UNESCO and World Monuments Fund will also design an international travelling exhibition devoted to Jewish heritage sites inscribed on the World Heritage List. The show will highlight the contribution of Jewish culture to modern architecture and urban planning, as well as to the intellectual, social, and cultural evolution of societies worldwide. The launch will take place in early 2025.
A Long-Standing Partnership with UNESCO
World Monuments Fund is a long-standing partner of UNESCO. I am delighted that it has reopened an office in Paris, where our own organization has its headquarters, and that we are launching this new project for the protection of Jewish cultural heritage—in the broadest sense of the term. The purpose of the initiative is to index cultural sites as well as sites of memory and Jewish documentary and linguistic heritage, in all its extraordinary diversity.
Audrey Azoulay, UNESCO Director-General
We are delighted that the opening of a new office in France, which coincides with the celebration of Rosh Hashanah, will strengthen our cooperation with UNESCO to safeguard exceptional sites. This new partnership will enable us to multiply the impact of our Jewish Heritage Program so that Jewish heritage is better recognized and protected throughout the world.

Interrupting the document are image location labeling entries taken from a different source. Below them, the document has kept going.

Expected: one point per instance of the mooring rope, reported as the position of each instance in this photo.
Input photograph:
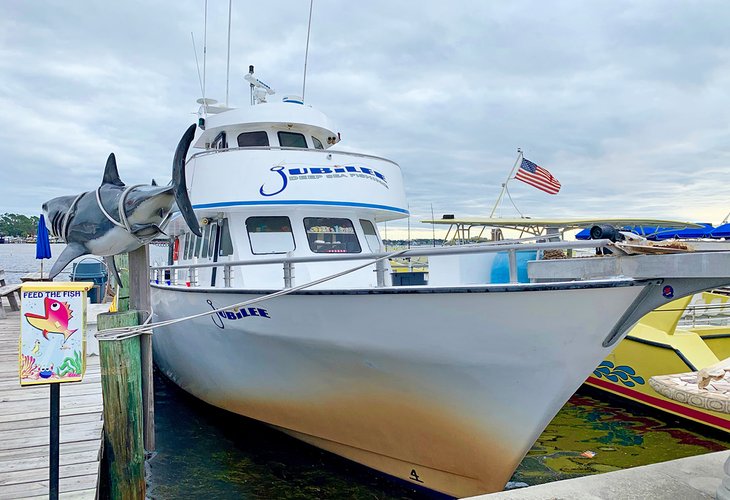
(68, 216)
(123, 222)
(125, 332)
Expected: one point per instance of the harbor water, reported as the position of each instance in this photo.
(206, 452)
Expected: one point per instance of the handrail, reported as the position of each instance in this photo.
(413, 252)
(280, 148)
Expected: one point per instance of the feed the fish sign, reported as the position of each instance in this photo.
(52, 332)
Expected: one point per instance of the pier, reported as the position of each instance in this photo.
(24, 427)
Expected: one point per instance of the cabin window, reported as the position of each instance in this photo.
(220, 141)
(330, 235)
(206, 241)
(226, 245)
(253, 139)
(211, 242)
(198, 241)
(291, 140)
(188, 245)
(371, 235)
(270, 234)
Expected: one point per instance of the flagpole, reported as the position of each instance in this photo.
(504, 186)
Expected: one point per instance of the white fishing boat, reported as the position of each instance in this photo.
(444, 385)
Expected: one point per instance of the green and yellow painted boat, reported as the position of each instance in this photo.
(657, 345)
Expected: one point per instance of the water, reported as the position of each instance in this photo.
(206, 452)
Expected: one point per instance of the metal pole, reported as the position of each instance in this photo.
(306, 50)
(228, 60)
(504, 186)
(53, 458)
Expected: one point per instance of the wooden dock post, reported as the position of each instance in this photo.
(122, 389)
(139, 299)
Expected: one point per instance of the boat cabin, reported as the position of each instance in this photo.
(266, 183)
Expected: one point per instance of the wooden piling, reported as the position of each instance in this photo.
(122, 263)
(122, 389)
(139, 299)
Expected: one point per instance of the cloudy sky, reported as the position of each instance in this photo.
(625, 102)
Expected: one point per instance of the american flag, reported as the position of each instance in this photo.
(538, 177)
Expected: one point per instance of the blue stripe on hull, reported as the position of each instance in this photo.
(300, 202)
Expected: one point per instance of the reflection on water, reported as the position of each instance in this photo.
(206, 452)
(618, 437)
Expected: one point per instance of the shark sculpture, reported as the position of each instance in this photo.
(116, 218)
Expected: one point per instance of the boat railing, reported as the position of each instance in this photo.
(697, 315)
(169, 274)
(325, 152)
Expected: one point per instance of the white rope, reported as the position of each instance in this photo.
(131, 331)
(67, 218)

WMF projects tell the story of humanity through historic places, and Jewish heritage, in all its diversity, is an essential part of our collective memory.
Bénédicte de Montlaur, President and CEO of World Monuments Fund
Numerous Jewish Sites Protected by UNESCO
As part of the World Heritage Convention, UNESCO protects numerous sites linked to Jewish culture and traditions, including the Jewish quarters of Budapest, Hungary; Odesa, Ukraine; and Prague, Czech Republic. It also protects the historic synagogues of Delos, Greece, and the ShUM sites of Speyer, Worms, and Mainz in Germany.
Created in 1965, World Monuments Fund quickly became a leading partner of UNESCO. The two organizations have carried out emblematic restoration projects in the city of Venice, Italy; the Mahadev temple complex in Nepal; the Citadelle Laferrière in Haiti; and the rock-hewn churches of Lalibela, Ethiopia.
Since 1988, the Jewish Heritage Program (JHP) at World Monuments Fund has contributed to the conservation and protection of almost 60 sites in 28 countries. In its early days, the JHP was mainly devoted to the restoration of Ashkenazi synagogues in Central and Eastern Europe in the aftermath of the dissolution of the USSR. The Program’s scope has gradually expanded, implementing projects in Brazil, China, Morocco, and India, ranging from the documentation of traditional houses in Uzbekistan to the preservation of oral histories in the Sephardic community of Cape Verde.
This partnership with UNESCO enables the launch of new initiatives in Eastern Europe, particularly in Ukraine. It will also enable the improvement of inventories and protection of Jewish heritage in Central Asia, Latin America, the Caribbean, and the Arab world.